夏本番。過度の日焼けに注意が必要だ。日本人は紫外線が関与しているとされる皮膚がん、メラノーマ(悪性黒色腫)の発症率が低いため、紫外線の健康リスクに無頓着な面があったが、このところ毎年のように猛暑が来ることもあって紫外線対策が浸透してきた。紫外線を浴びすぎるとシミ、しわなどの原因となるだけでなく、長年のうちに白内障や加齢性黄斑変性症といった眼疾患を引き起こす。子どものうちから紫外線対策を身につけることが肝心だ。(医学ライター 井手ゆきえ)

● UVインデックスを活用して 日々の日焼け対策の参考に

 太陽光に含まれる紫外線は性質によって「UVA」「UVB」「UVC」の3種類に分類される。このうち、UVCは地球を取り巻くオゾン層などに吸収され、地表には届かない。地表まで届き、日焼けを起こすのはUVAとUVBで、健康リスクと関係するのは主にUVBだ。日本では毎年6~8月に最も紫外線が強く、1日のうちでは太陽が頭の真上にくる正午頃(南中時)が最も強い。

 国立環境研究所をはじめ、国内の16研究機関が参加している「有害紫外線ネットワーク」では、紫外線の健康リスクを示す「UVインデックス」を使って1時間ごとの紫外線情報を提供している。この記事を書いた7月20日11:00時点を見ると、もっとも紫外線が強かったのは意外にも神奈川県・横浜市の観測地点で、UVインデックスはMAXの「11:極端に強い」。次いで、沖縄県・八重山郡、宮崎県・宮崎市と北海道・札幌市がUVインデックス「9:非常に強い」だった。UVインデックス8以上になると、日中の外出はできるだけ控え、必ず長袖シャツ、日焼け止め、帽子を利用するよう推奨されている。モバイルサイトもあるので、国内旅行の際は付近のUVインデックスを参考にするといいだろう。

● 紫外線の健康リスク~皮膚がん 乳幼児や子どもは注意が必要

 日焼けは、皮膚の炎症反応であるサンバーンとその後に続くサンタンの総称。紫外線を浴びてから数時間後に生じるサンバーンは、赤みとヒリヒリした炎症を伴い8~24時間でピークとなる。赤みは数日後に消えるが、次いで紫外線に対する「防御反応」としてメラニン色素が大量に産生される。これがサンタンだ。

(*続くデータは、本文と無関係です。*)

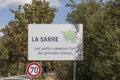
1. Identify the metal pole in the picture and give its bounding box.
[73,61,76,80]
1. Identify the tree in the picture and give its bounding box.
[55,0,120,80]
[2,0,56,75]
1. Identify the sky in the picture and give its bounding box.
[0,0,79,37]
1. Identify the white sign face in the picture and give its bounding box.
[28,24,83,60]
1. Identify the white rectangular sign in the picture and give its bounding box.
[28,24,83,60]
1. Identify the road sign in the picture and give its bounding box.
[26,62,42,78]
[28,24,83,61]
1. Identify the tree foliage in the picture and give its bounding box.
[57,0,120,80]
[1,0,56,74]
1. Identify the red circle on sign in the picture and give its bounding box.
[26,62,42,77]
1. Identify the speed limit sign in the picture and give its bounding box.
[26,62,42,77]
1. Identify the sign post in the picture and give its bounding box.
[73,61,76,80]
[26,62,42,78]
[28,24,83,80]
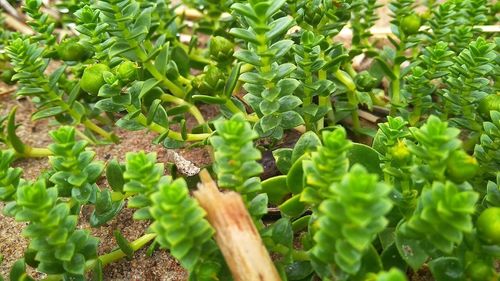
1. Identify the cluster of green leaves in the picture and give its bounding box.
[0,0,500,281]
[0,127,102,279]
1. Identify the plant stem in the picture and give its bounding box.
[113,6,186,98]
[316,70,335,130]
[160,94,206,127]
[99,233,156,266]
[390,64,401,116]
[127,105,211,141]
[335,69,361,131]
[20,146,52,158]
[82,119,116,143]
[224,99,259,123]
[47,89,115,142]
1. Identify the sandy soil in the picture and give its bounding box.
[0,92,216,280]
[0,0,427,281]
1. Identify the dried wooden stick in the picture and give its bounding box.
[194,170,281,281]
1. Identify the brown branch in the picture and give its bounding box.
[194,170,281,281]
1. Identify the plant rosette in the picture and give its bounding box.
[476,207,500,245]
[80,63,110,95]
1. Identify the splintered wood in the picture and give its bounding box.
[194,170,281,281]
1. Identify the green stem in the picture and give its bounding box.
[335,69,361,131]
[390,64,401,116]
[113,6,186,98]
[292,250,310,261]
[143,60,186,98]
[127,105,211,141]
[317,70,335,127]
[160,94,206,127]
[82,119,116,143]
[16,145,52,158]
[99,233,156,266]
[224,99,259,123]
[390,35,406,116]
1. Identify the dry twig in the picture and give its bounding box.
[194,170,281,281]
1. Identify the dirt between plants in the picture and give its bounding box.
[0,91,217,281]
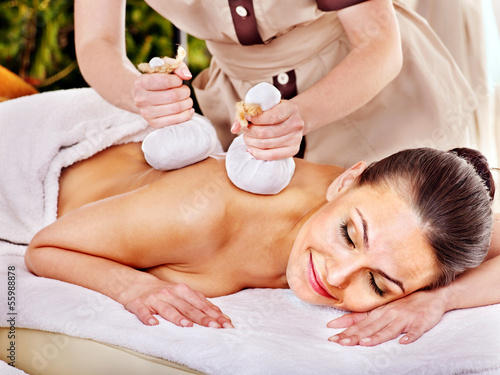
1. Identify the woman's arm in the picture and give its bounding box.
[238,0,403,160]
[75,0,193,128]
[25,244,232,328]
[25,176,230,327]
[328,214,500,346]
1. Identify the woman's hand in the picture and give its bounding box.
[231,100,304,160]
[134,63,194,129]
[120,280,234,328]
[327,288,447,346]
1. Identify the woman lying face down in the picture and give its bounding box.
[25,144,499,346]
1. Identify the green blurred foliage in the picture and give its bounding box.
[0,0,210,91]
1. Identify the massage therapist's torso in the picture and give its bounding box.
[58,143,342,297]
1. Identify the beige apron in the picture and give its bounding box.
[148,0,476,167]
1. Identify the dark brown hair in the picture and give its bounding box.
[355,148,495,289]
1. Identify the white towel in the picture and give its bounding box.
[0,89,150,244]
[0,250,500,375]
[0,89,500,375]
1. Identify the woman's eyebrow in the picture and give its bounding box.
[374,270,406,293]
[356,207,369,250]
[356,207,406,293]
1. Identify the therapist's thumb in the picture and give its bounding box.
[174,63,193,81]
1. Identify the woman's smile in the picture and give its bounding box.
[307,252,337,300]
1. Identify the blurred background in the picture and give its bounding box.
[0,0,210,92]
[0,0,500,184]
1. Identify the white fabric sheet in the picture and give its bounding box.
[0,245,500,375]
[0,89,500,375]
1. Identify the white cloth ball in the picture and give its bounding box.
[245,82,281,111]
[142,114,222,171]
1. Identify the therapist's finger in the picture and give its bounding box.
[243,133,302,151]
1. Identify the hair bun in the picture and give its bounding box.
[449,147,495,200]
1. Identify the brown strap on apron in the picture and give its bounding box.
[229,0,264,46]
[317,0,367,12]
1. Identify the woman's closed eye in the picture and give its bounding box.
[370,272,385,297]
[340,221,356,248]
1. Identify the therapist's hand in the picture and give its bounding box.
[120,280,234,328]
[231,100,304,160]
[327,288,446,346]
[134,63,194,129]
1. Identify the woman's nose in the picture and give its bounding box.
[325,258,359,289]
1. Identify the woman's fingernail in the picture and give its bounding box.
[208,321,220,328]
[339,339,351,345]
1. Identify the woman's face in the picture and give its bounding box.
[287,178,437,311]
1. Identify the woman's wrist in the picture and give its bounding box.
[431,285,457,312]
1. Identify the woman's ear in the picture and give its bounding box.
[326,161,366,202]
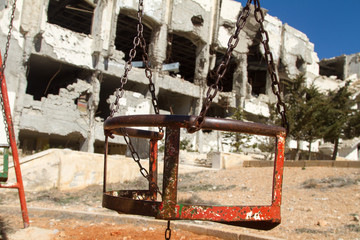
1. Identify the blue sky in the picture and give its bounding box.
[237,0,360,59]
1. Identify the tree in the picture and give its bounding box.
[324,82,358,160]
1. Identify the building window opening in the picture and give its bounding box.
[296,57,305,72]
[26,55,91,101]
[75,92,90,113]
[165,34,197,83]
[48,0,96,34]
[207,52,237,92]
[115,13,151,62]
[247,32,267,96]
[158,89,194,115]
[319,56,345,80]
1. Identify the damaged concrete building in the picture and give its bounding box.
[0,0,360,160]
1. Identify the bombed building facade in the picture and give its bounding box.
[0,0,360,159]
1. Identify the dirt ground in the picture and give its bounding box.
[0,167,360,240]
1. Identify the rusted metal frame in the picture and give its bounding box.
[0,54,30,228]
[104,114,285,137]
[156,127,180,220]
[109,128,164,140]
[0,145,9,182]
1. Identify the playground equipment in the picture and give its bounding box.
[103,0,288,236]
[0,1,30,228]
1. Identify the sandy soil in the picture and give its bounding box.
[0,167,360,240]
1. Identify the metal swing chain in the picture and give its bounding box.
[0,0,16,145]
[187,0,289,133]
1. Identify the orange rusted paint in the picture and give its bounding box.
[103,115,286,229]
[0,53,30,228]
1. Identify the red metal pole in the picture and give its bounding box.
[0,53,30,228]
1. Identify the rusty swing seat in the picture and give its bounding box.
[102,115,286,230]
[0,144,9,183]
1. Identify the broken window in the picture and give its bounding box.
[319,56,346,80]
[158,89,194,115]
[296,56,305,72]
[48,0,95,34]
[115,13,151,61]
[207,52,237,92]
[165,34,197,82]
[202,103,228,133]
[26,55,91,100]
[95,74,149,119]
[94,141,126,155]
[247,33,267,96]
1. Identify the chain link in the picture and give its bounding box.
[254,0,289,133]
[187,0,252,133]
[187,0,289,133]
[121,128,162,197]
[0,0,16,145]
[165,220,171,240]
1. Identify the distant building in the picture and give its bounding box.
[0,0,360,160]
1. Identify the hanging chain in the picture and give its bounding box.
[0,0,16,145]
[254,0,289,133]
[187,0,252,133]
[187,0,289,133]
[121,128,162,198]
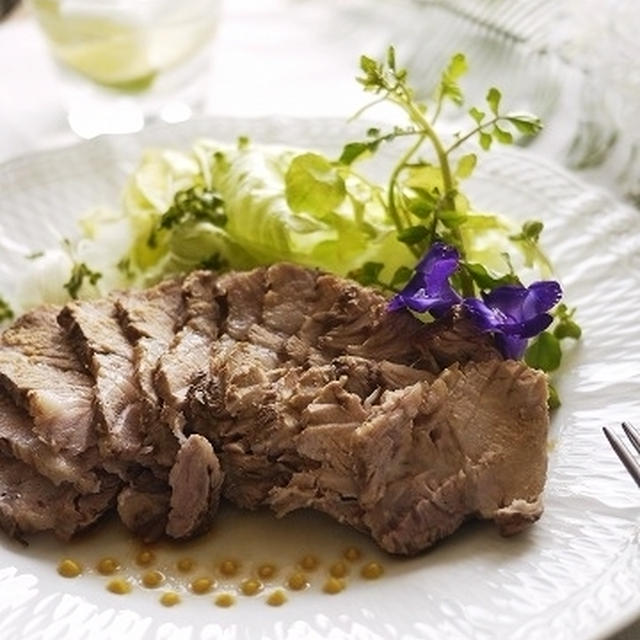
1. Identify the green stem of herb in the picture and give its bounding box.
[431,96,444,126]
[389,134,425,257]
[445,116,502,155]
[392,95,475,296]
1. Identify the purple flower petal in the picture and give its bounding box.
[463,281,562,359]
[388,242,461,317]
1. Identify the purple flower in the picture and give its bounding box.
[389,242,462,318]
[462,280,562,360]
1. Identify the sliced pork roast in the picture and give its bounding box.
[0,264,548,554]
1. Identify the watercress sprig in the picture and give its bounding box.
[336,47,581,396]
[339,47,546,295]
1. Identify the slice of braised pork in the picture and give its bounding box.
[116,279,184,469]
[0,454,120,540]
[58,298,147,461]
[0,306,96,455]
[269,360,548,554]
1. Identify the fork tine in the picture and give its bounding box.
[602,427,640,487]
[622,422,640,453]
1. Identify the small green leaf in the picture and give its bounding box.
[487,87,502,116]
[391,267,413,288]
[479,131,493,151]
[360,56,378,75]
[398,224,431,245]
[284,153,347,217]
[387,46,396,71]
[198,251,229,271]
[456,153,478,179]
[524,331,562,373]
[547,383,562,410]
[493,125,513,144]
[553,320,582,340]
[506,113,542,136]
[438,53,468,105]
[338,142,371,166]
[469,107,486,124]
[509,220,544,244]
[438,210,468,229]
[0,296,14,322]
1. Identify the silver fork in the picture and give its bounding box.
[602,422,640,487]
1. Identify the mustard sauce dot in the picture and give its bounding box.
[142,571,164,589]
[58,558,82,578]
[160,591,180,607]
[240,578,262,596]
[214,593,235,607]
[190,578,214,596]
[136,549,156,567]
[360,562,384,580]
[267,589,287,607]
[322,577,345,595]
[96,558,120,576]
[258,564,276,580]
[287,571,309,591]
[107,578,131,596]
[329,561,349,578]
[176,558,196,573]
[343,547,362,562]
[300,555,319,571]
[220,560,238,576]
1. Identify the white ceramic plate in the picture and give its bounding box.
[0,119,640,640]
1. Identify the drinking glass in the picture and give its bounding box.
[30,0,221,138]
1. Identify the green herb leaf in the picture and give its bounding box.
[524,331,562,373]
[469,107,487,124]
[338,142,378,166]
[439,209,467,229]
[478,131,493,151]
[284,153,347,217]
[487,87,502,116]
[398,224,431,245]
[456,153,478,179]
[0,296,14,322]
[158,186,227,232]
[493,124,513,144]
[438,53,469,105]
[199,251,229,271]
[547,383,562,410]
[505,113,542,136]
[391,267,413,289]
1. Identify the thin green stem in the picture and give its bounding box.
[390,92,475,296]
[445,116,502,155]
[388,134,425,244]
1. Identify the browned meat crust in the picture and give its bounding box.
[0,264,548,554]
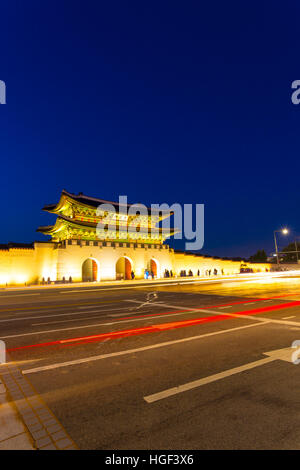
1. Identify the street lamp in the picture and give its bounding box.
[274,228,289,265]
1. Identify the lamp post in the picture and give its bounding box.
[274,228,289,265]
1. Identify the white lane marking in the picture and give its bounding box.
[124,299,197,312]
[32,311,152,326]
[22,321,269,374]
[0,312,202,339]
[59,282,178,294]
[144,347,294,403]
[0,293,41,299]
[144,357,276,403]
[0,307,135,323]
[127,300,300,326]
[77,302,120,310]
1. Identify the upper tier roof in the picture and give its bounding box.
[43,189,172,215]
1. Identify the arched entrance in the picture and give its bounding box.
[116,256,132,280]
[82,258,98,282]
[150,258,157,277]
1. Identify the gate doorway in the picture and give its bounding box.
[82,258,98,282]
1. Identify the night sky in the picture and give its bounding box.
[0,0,300,256]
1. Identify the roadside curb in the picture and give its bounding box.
[0,356,78,450]
[0,379,35,451]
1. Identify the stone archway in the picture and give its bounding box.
[116,256,132,280]
[150,258,158,277]
[82,258,99,282]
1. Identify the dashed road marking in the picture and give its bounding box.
[22,320,269,374]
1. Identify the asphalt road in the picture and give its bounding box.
[0,276,300,450]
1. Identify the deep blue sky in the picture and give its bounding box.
[0,0,300,256]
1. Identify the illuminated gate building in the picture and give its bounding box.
[0,190,269,285]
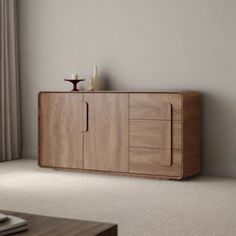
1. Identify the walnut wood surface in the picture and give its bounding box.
[39,91,201,179]
[130,120,182,149]
[0,210,118,236]
[130,93,182,120]
[130,148,182,177]
[39,93,83,168]
[84,94,128,172]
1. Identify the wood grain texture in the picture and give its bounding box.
[182,92,201,177]
[0,210,118,236]
[130,93,182,120]
[84,94,128,172]
[39,91,201,179]
[39,93,83,168]
[130,120,182,149]
[130,148,182,177]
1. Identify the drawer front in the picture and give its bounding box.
[130,120,182,149]
[130,148,182,177]
[130,93,182,120]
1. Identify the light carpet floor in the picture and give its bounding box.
[0,160,236,236]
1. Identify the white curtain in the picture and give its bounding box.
[0,0,21,161]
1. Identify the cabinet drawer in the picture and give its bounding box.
[130,93,182,120]
[130,148,182,177]
[130,120,182,149]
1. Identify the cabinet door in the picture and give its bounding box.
[129,93,182,177]
[39,93,83,168]
[84,93,128,172]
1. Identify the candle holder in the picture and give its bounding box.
[64,79,85,91]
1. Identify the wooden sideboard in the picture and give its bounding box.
[38,91,201,179]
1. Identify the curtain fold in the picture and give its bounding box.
[0,0,21,161]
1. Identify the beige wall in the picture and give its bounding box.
[19,0,236,176]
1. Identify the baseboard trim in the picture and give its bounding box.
[202,165,236,177]
[22,150,38,159]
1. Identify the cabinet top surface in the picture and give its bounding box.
[39,90,199,94]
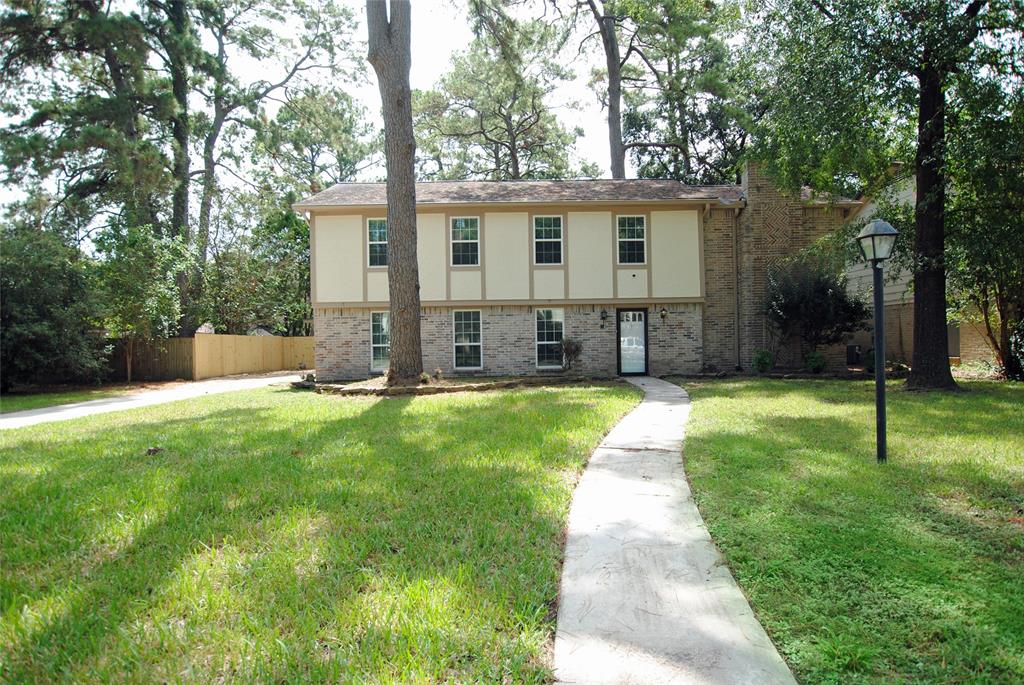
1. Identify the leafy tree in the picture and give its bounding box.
[0,1,173,229]
[252,86,382,194]
[617,0,748,183]
[367,0,423,385]
[95,221,191,383]
[946,75,1024,380]
[0,197,106,392]
[750,0,1021,388]
[766,255,868,358]
[414,22,597,180]
[200,196,312,336]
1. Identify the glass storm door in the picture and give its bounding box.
[618,309,647,374]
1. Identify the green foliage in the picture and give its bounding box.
[95,221,193,382]
[200,196,312,336]
[0,200,106,391]
[754,349,774,374]
[804,350,828,374]
[946,78,1024,380]
[766,256,868,355]
[561,337,583,371]
[252,86,382,196]
[413,22,599,180]
[609,0,750,183]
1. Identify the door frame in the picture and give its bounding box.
[615,307,650,376]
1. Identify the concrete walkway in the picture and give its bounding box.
[0,371,299,430]
[555,378,796,685]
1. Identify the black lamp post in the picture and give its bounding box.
[857,219,899,464]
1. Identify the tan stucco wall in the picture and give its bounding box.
[312,215,365,302]
[483,212,532,300]
[416,213,447,300]
[567,212,614,299]
[650,211,703,297]
[312,203,707,308]
[534,268,565,300]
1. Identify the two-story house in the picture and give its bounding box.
[295,163,856,380]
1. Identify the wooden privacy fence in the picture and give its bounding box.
[111,333,313,381]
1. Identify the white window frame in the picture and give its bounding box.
[449,216,483,266]
[534,307,565,369]
[534,214,565,266]
[615,214,647,266]
[452,309,483,371]
[370,310,391,373]
[367,216,391,268]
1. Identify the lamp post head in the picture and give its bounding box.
[857,219,899,262]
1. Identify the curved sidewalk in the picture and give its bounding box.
[555,378,796,685]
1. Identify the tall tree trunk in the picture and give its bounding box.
[588,0,626,178]
[164,0,196,337]
[906,60,956,390]
[367,0,423,384]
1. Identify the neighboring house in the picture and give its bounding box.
[846,178,994,363]
[295,167,859,380]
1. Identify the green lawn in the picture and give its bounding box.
[0,385,639,683]
[684,380,1024,683]
[0,387,128,414]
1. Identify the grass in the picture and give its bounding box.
[0,387,128,414]
[684,380,1024,683]
[0,385,639,683]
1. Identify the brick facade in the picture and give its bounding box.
[313,302,702,380]
[313,167,849,380]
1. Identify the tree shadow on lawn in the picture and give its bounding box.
[0,391,626,682]
[684,382,1024,682]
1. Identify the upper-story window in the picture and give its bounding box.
[452,216,480,266]
[367,219,387,266]
[618,216,647,264]
[534,216,562,264]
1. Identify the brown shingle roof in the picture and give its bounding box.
[294,178,743,210]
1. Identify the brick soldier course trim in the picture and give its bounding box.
[303,167,857,380]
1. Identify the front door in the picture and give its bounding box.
[618,309,647,376]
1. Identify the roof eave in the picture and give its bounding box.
[292,198,746,212]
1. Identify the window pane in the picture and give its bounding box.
[455,345,483,369]
[452,218,480,241]
[367,219,387,243]
[453,311,483,369]
[452,243,480,266]
[370,243,387,266]
[370,311,391,371]
[618,241,645,264]
[537,343,562,367]
[536,241,562,264]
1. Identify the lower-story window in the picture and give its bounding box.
[452,311,483,369]
[537,309,565,369]
[370,311,391,371]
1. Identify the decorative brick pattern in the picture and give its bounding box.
[314,303,702,381]
[702,209,738,371]
[313,166,847,380]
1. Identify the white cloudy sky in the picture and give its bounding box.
[0,0,632,206]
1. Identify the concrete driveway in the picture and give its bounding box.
[0,371,299,430]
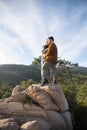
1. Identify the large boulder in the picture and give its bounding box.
[0,118,19,130]
[21,119,51,130]
[0,84,73,130]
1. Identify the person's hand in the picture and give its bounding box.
[43,54,45,58]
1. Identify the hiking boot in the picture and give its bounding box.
[41,79,49,86]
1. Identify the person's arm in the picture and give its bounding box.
[44,44,54,57]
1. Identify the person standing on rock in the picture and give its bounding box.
[41,36,58,86]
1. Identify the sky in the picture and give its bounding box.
[0,0,87,67]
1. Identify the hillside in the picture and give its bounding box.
[0,64,40,86]
[0,64,87,86]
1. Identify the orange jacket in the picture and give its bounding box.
[45,43,57,64]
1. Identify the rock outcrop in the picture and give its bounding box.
[0,84,73,130]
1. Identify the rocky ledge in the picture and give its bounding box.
[0,84,73,130]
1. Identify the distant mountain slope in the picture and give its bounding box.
[0,64,87,86]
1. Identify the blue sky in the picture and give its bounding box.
[0,0,87,67]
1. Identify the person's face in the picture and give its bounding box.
[46,38,51,45]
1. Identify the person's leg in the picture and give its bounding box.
[50,63,56,83]
[41,61,50,85]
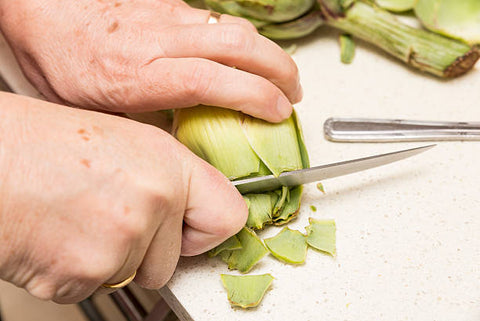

 サンタンは数週間から数ヵ月間は持続して、日焼けの害から細胞を守る働きがある。とはいえ、サンタンの紫外線防御効果は小さく、UVB防止効果を現すSPF値でいえば、せいぜい4程度。「真っ黒に焼けたから、もう日焼け止めはいらない」とはいかない。

 紫外線の健康リスクの最たるものは、やはり皮膚がんだろう。紫外線を浴びると皮膚表面のDNAに傷がつく。細胞にはDNAの傷を修復するシステムが備わっているが、障害がたび重なると修復能力が追いつかず、“修復ミス”が起こる。その結果、遺伝子情報の間違いが積み重なり、皮膚がんを発症してしまうのだ。

 特に、色白ですぐに赤くなりやすい肌タイプは紫外線に弱く、同じ紫外線量でも色黒の肌タイプより遺伝子への影響が3~5倍強い。日本人でも注意が必要だ。

 また、細胞は新生児でおよそ3兆個だが、成人する頃には約37兆個までに増える。つまり、この間の細胞分裂の回数は桁違いに多く、子どもの体表で生じるDNAの傷と修復作業にともなうリスクは大人よりも高い。

 事実、皮膚がん大国であるオーストラリアに移住した白人を対象とした調査によると、0~10歳の間に移住した人は、10歳以降に移住した人に比べ、皮膚がん発症率が3~5倍高かった。

 10万人を超える米国女性を対象とした調査からは、15~20歳の時に水ぶくれができるほど強い日焼けを経験している女性は、皮膚がんの発症率が高いという結果が報告されている。日本人の皮膚がんリスクは低いが、やはり幼いうちから適度な日焼け対策をしておくべきだろう。